O trecho citado foi extraído de uma carta escrita por Monteiro Lobato a comerciantes brasileiros em 1918. Naquela época, havia no país aproximadamente 30 livrarias, a maioria delas concentrada no eixo Rio-São Paulo. Lobato adquirira a Revista do Brasil, publicação criada em 1916 por intelectuais paulistas, e a transformara, dois anos mais tarde, na editora Monteiro Lobato e Cia. Editores. Em face da má distribuição dos livros e o baixo número de livrarias, o autor de Urupês necessitava de locais alternativos para comercialização dos títulos de sua editora. A saída foi recorrer a donos de bancas de jornal, mercearias, farmácias e papelarias. Os comerciantes aderiram e o escritor-empreendedor conseguiu formar uma rede com quase dois mil distribuidores em todo o país. Uma façanha para o mercado editorial daquele período.

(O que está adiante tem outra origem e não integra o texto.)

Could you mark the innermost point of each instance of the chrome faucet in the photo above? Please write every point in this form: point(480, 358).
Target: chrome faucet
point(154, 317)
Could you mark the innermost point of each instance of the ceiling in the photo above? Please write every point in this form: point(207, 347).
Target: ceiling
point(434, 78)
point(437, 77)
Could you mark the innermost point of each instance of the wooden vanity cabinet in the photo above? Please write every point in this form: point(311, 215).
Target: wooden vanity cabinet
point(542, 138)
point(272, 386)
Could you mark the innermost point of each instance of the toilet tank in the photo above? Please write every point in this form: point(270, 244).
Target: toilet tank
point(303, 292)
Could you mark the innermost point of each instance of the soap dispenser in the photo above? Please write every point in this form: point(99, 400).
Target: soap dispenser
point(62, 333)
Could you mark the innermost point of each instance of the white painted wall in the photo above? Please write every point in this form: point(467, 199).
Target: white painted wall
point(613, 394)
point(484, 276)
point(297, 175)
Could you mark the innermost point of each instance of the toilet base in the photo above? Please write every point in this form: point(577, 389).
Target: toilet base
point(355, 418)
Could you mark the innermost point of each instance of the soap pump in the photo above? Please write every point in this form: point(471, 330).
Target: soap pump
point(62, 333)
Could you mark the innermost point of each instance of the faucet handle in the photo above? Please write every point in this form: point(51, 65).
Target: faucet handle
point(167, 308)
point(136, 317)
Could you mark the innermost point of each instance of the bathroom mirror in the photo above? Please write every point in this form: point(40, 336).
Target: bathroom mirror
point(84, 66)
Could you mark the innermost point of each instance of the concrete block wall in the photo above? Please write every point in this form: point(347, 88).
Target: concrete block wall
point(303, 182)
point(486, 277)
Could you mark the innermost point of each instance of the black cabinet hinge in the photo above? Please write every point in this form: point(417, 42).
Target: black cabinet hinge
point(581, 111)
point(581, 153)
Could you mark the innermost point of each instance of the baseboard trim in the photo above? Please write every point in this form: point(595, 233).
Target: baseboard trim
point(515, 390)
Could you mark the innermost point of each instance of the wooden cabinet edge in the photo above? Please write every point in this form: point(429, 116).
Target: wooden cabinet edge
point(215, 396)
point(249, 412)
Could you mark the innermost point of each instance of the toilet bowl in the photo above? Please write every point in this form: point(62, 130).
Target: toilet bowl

Fato que temos poucos leitores por habitante no cenário brasileiro, fato também que não é costume o comprar livros, o que torna o empreendimento de autores independentes e iniciantes ainda mais difícil. Se o mercado é uma escalada montanhosa mesmo para as grandes editoras, que dirá para nós, que somos autores, ilustradores, diagramadores, editores, revisores, marqueteiros e vendedores da nossa própria obra. Não é do meu feitio o otimismo gratuito, mas a experiência com Céu de Papel leva-me a acreditar que, assim como Monteiro Lobato, é possível reinventar as formas de distribuição de livros no mercado nacional.

Nesse cenário, vender uma tiragem de 100 livros em 3 semanas, utilizando apenas dois canais, o boca a boca e a venda pela internet, é uma grande conquista. E mais importante, as mensagens dos leitores de agradecimento e elogios, contanto do encantamento de seus filhos ao lerem a história.

Já encomendei a próxima tiragem. Tem mais Céu de Papel vindo ai e outros títulos depois dele.

 

Lançamento na Flip 2018

Lançar um livro é como batizar um filho – disseram. De fato, a experiência regada de dor e alegria do processo de produzir o texto e as ilustrações é uma gravidez. O enlevo do parto, quando o livro, finalmente, chega impresso. Mas tudo isso é evidenciado presente na existência concreta quando do ato simbólico de lançamento. Céu de Papel foi batizado com honras, durante o maior festival internacional de literatura realizado no Brasil.

Em 28 de julho, às 10h, à convite ilustre da Casa Philos, Céu de Papel chega às mãos do público na Flip, Festa Literária Internacional de Paraty. Com a casa cheia, a celebração contou com minha participação na mesa “A cidade como obra de arte”, uma conversa com junto com o Dr Paulo Emílio Azevedo, escritor e criador, e com o MC Slow da BF.

Após a mesa, tivemos um tempo de conversa com autor e com o ilustrador Davi Vasconcelos, seguindo a sessão de autógrafos. Dedicar um livro é endereçar sua liberdade, para que se crie sob um novo olhar, o que jamais foi sob o meu.